編注2:「シェル芸」とは、UNIXシェル(主にbash)のワンライナーを駆使して文字列加工を自由自在に操ることです。また、そのような能力をもつ人をシェル芸人と呼びます。

 

フィールドとは?

 AWKは読み込んだテキストファイルをレコード(デフォルトでは行に相当)に自動的に分割しますが、さらにそのレコードをフィールドというものに分割します。このフィールドはデフォルトでは英文の単語に該当します。具体的には、1つのレコードの中を組込変数FS(Field Separator)で分割したものをフィールドと言います

 このフィールドはレコードの先頭から$1、$2、$3……と分割されていきます。さらに、現在処理中のレコードでのフィールド数は組込変数NF(Number of Filed)で定義されますので、レコードの末尾からは$NF、$(NF - 1)、$(NF - 2) ……と定義されます。シェルの引数と似ているため、混同しないように注意しましょう。

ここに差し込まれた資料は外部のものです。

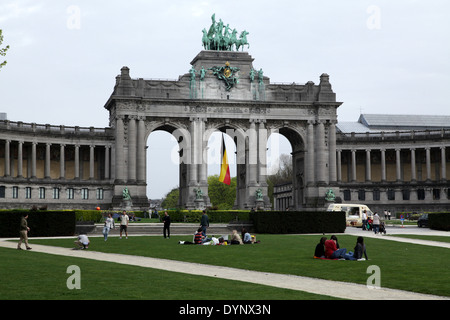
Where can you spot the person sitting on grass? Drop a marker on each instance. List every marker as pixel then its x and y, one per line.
pixel 82 242
pixel 332 251
pixel 320 248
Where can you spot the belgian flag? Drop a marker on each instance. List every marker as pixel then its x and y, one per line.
pixel 225 168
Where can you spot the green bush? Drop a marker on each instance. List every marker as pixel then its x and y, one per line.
pixel 41 223
pixel 439 221
pixel 279 222
pixel 214 216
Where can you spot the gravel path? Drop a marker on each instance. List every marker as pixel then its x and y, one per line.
pixel 318 286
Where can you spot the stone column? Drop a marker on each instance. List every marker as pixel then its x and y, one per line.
pixel 428 161
pixel 413 165
pixel 193 177
pixel 91 162
pixel 47 161
pixel 339 166
pixel 368 167
pixel 20 160
pixel 310 167
pixel 353 165
pixel 320 156
pixel 398 165
pixel 77 162
pixel 107 149
pixel 252 154
pixel 33 159
pixel 131 148
pixel 383 165
pixel 332 152
pixel 119 151
pixel 7 158
pixel 62 166
pixel 141 147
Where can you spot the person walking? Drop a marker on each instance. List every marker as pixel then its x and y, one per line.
pixel 24 233
pixel 124 224
pixel 376 223
pixel 109 224
pixel 204 222
pixel 166 220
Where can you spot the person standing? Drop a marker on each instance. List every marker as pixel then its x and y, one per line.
pixel 166 220
pixel 204 222
pixel 24 233
pixel 364 220
pixel 109 224
pixel 124 224
pixel 376 223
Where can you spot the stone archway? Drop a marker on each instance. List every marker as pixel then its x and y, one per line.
pixel 193 107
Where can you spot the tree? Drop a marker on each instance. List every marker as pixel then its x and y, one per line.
pixel 171 199
pixel 2 50
pixel 221 195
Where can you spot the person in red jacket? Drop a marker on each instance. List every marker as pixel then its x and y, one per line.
pixel 332 250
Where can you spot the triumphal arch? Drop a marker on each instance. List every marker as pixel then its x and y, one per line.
pixel 224 91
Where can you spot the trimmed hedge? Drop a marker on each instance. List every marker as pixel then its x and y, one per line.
pixel 41 223
pixel 298 222
pixel 214 216
pixel 439 221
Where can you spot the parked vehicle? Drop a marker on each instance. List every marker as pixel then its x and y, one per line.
pixel 353 212
pixel 423 221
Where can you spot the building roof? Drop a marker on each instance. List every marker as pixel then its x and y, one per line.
pixel 392 122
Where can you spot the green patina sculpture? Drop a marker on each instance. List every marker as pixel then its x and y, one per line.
pixel 126 194
pixel 220 38
pixel 227 74
pixel 330 196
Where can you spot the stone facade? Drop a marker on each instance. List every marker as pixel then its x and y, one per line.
pixel 72 167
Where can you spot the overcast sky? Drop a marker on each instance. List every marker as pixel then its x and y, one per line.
pixel 382 56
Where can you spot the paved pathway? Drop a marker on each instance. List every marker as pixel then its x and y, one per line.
pixel 324 287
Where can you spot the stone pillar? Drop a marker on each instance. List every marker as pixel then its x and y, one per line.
pixel 77 162
pixel 428 161
pixel 33 159
pixel 332 152
pixel 310 167
pixel 62 166
pixel 107 161
pixel 320 156
pixel 141 150
pixel 47 161
pixel 131 149
pixel 413 165
pixel 353 165
pixel 339 166
pixel 252 154
pixel 91 162
pixel 119 152
pixel 7 158
pixel 398 170
pixel 193 177
pixel 368 167
pixel 20 160
pixel 383 165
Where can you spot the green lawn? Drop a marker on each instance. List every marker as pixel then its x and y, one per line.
pixel 403 266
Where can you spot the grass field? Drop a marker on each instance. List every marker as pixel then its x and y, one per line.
pixel 39 276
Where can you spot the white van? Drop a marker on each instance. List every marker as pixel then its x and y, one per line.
pixel 353 212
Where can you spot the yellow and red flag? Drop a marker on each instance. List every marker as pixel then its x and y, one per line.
pixel 225 168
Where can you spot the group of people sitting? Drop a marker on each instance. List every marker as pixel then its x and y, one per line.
pixel 201 238
pixel 329 249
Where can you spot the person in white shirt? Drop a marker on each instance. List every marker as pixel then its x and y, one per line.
pixel 82 242
pixel 109 224
pixel 364 219
pixel 124 224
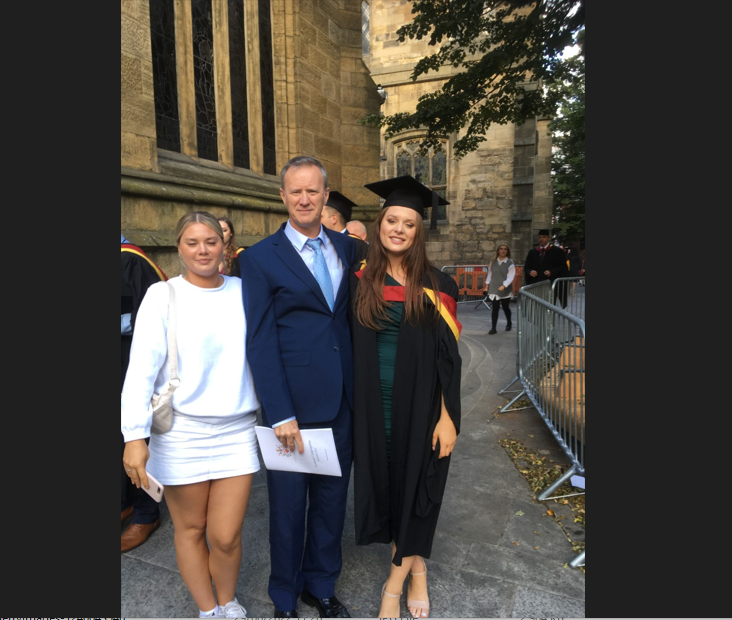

 例えば、"This is a pen." という英文があったとすると、次のように分割されます。

This         is           a            pen.
$1           $2           $3           $4
$(NF - 3)    $(NF - 2)    $(NF - 1)    $NF

 これは、デフォルトで組込変数FSが連続するスペースまたはタブになっているため、英文のようにスペースで区切られたものを処理する場合には都合の良いものになっています。また、多くのUnix系OS上で動作するサービスのログファイルの構造は、AWKでも処理しやすいように、ほとんどのものがスペースやタブで区切られています。

 よく利用するテキストファイルの代表として、カンマ(,)でデータが区切られたCSVファイルがありますが、組込変数FSにカンマ(,)を代入することで、CSVファイルを扱うことができます。

$ echo "a,b,c" | awk -F',' '{print $2}'
b

 AWKでは組込変数FSがしばしば変更されるためか、他の変数は-vオプションで指定するのに対し、組込変数FSだけは-Fオプションで直接指定できるようになっています。

 ただし、CSVファイルのフォーマットには、データをダブルクォート(")で括るようなものや、改行を含むようなものもあります。そのような場合には、標準的なAWKではどちらも扱うことができません。GNU AWK(gawk)編注3であれば前者に限り新しく定義された組込変数FPATを定義することで対応できますが、ここでは割愛します。

編注3:GNUプロジェクトで開発されているAWK。オリジナルのAWKにない機能が追加されている。

 少し不思議な例を挙げておきます。AWKの組込変数FSは、連続するスペースまたはタブであると書きました。では、正規表現で記述した際には、[ \t]+ と同義なのでしょうか? 実は違います。記事の文面からは分かりづらいかもしれませんが、先頭にスペースを含めたもので試すと分かります。

$ echo "    a b c" | awk '{print $2}'
b
$ echo "    a b c" | awk -F'[ \t]+' '{print $2}'
a

 では、組込変数FSのデフォルトは何なのでしょうか。実は、スペース1つで定義されています。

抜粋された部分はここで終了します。